Regression Line given by Y_ij = 41.13 + 2.4801 IQ_ij + 1.029 IQ (mean_j) + U_oj + U_1j IQ_ij + R_ij
Standard Deviation of random slope “Language Score” = √0.195 = 0.44
Average slope = 2.480

Correlation between random slope and random intercept = -0.83/√(8.88×0.195) = -0.63
The negative correlation means that classes with a higher performance for a pupil of average intelligence have a lower within-class effect of intelligence. Thus, the higher average performance tends to be achieved more by higher language scores of the less intelligent, than by higher scores of the more intelligence students.

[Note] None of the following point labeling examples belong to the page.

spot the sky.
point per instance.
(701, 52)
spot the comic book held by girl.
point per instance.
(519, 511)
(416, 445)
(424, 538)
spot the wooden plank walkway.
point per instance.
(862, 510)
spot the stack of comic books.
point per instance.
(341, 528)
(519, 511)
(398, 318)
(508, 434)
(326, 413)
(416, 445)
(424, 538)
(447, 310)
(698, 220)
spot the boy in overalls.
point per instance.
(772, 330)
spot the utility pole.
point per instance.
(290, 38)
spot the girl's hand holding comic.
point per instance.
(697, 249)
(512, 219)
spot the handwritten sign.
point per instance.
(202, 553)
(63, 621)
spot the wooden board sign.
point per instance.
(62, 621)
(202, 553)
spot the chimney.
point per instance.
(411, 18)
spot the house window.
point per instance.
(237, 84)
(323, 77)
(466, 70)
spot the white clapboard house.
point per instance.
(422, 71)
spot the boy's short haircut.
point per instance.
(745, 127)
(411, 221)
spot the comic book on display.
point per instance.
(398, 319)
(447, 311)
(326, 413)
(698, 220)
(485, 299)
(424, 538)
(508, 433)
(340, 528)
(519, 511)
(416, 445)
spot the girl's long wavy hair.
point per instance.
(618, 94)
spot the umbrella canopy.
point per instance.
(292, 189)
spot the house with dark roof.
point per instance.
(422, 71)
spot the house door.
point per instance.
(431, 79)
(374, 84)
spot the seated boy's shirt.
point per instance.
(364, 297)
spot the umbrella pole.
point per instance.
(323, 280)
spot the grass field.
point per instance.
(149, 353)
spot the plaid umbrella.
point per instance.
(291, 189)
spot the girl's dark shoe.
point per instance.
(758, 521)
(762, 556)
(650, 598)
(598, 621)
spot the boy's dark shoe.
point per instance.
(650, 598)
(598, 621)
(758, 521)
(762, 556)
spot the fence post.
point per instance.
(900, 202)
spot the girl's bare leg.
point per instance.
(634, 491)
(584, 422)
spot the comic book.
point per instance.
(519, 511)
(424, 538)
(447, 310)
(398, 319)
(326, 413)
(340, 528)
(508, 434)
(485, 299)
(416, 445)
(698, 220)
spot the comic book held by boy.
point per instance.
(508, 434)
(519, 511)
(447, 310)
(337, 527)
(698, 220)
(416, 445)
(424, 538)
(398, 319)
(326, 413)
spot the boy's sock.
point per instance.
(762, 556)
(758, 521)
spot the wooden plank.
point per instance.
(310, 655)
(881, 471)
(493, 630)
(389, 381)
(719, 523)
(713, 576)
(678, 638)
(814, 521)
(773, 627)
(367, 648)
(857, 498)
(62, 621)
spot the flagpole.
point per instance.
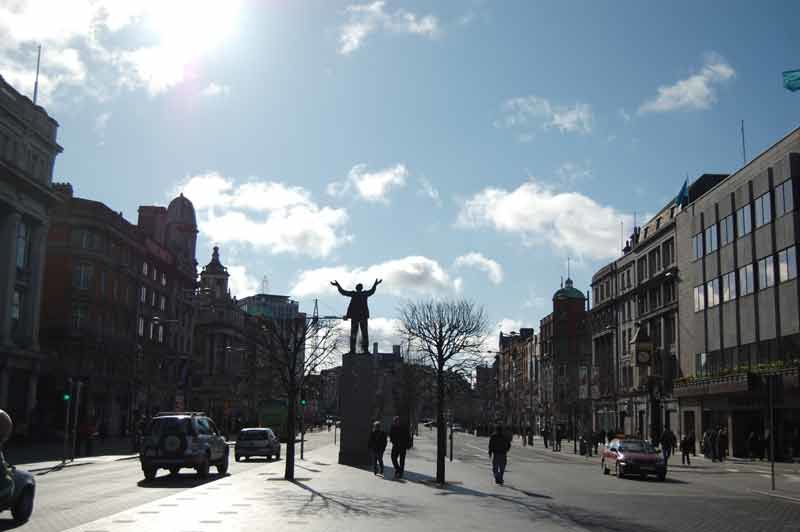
(36, 83)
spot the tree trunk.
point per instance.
(290, 434)
(441, 429)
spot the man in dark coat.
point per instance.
(377, 446)
(400, 437)
(499, 446)
(358, 312)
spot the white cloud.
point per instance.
(427, 189)
(265, 214)
(570, 173)
(695, 92)
(567, 221)
(401, 277)
(370, 186)
(366, 19)
(215, 89)
(100, 46)
(527, 111)
(485, 264)
(241, 283)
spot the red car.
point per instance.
(633, 457)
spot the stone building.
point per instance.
(118, 316)
(28, 149)
(739, 302)
(566, 354)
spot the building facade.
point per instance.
(28, 149)
(739, 301)
(117, 318)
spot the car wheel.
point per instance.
(149, 472)
(24, 508)
(202, 469)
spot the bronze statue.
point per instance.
(358, 312)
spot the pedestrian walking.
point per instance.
(685, 450)
(499, 446)
(377, 446)
(400, 437)
(667, 443)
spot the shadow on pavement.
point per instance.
(314, 502)
(181, 481)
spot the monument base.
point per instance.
(356, 408)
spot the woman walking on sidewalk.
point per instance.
(377, 446)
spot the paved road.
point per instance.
(707, 499)
(85, 492)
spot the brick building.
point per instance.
(118, 316)
(28, 149)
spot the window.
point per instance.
(726, 234)
(82, 277)
(743, 223)
(699, 298)
(669, 252)
(763, 211)
(711, 238)
(766, 273)
(79, 315)
(16, 306)
(22, 245)
(712, 293)
(784, 201)
(787, 264)
(697, 246)
(746, 284)
(729, 286)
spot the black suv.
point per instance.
(174, 440)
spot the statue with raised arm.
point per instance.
(358, 312)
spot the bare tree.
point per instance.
(451, 334)
(295, 348)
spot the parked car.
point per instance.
(21, 502)
(175, 440)
(631, 457)
(257, 442)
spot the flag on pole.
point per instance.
(683, 196)
(791, 80)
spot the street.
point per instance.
(553, 491)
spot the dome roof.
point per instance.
(568, 291)
(181, 211)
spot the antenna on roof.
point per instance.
(36, 83)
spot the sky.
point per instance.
(464, 149)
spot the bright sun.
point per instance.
(191, 27)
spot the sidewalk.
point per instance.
(327, 496)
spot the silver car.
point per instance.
(257, 442)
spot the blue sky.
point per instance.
(451, 148)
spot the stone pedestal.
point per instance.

Variance of Language Score, given IQ_ij = -4 = 8.88 + 2x(-0.835)x(-4) + (-4)² x0.195 + 39.69 = 58.37
Variance of Language Score, given IQ_ij = 4 = 8.88 + 2x(-0.835)x(4) + (4)² x0.195 + 39.69 = 45.01
Covariance for Language Score between two different individual in the same group = 8.88 – 4² x 0.195 = 5.76
Correlation Coefficient = 5.76/√(58.37×45.01) = 0.11

---

Explanation to random intercepts and slopes

Can be achieve by

• explaining variability between individuals
• explaining variability between group
  • group level one explain variability of slope & intercepts

β_0j = γ₀₀ + γ₀₁ z_j + U_0j , intercepts as outcome model

β_1j = γ₁₀ + γ₁₁ z_j + U_1j , slope as outcome model

Both β_0j and β_1j is latent regression because cannot be observed without error.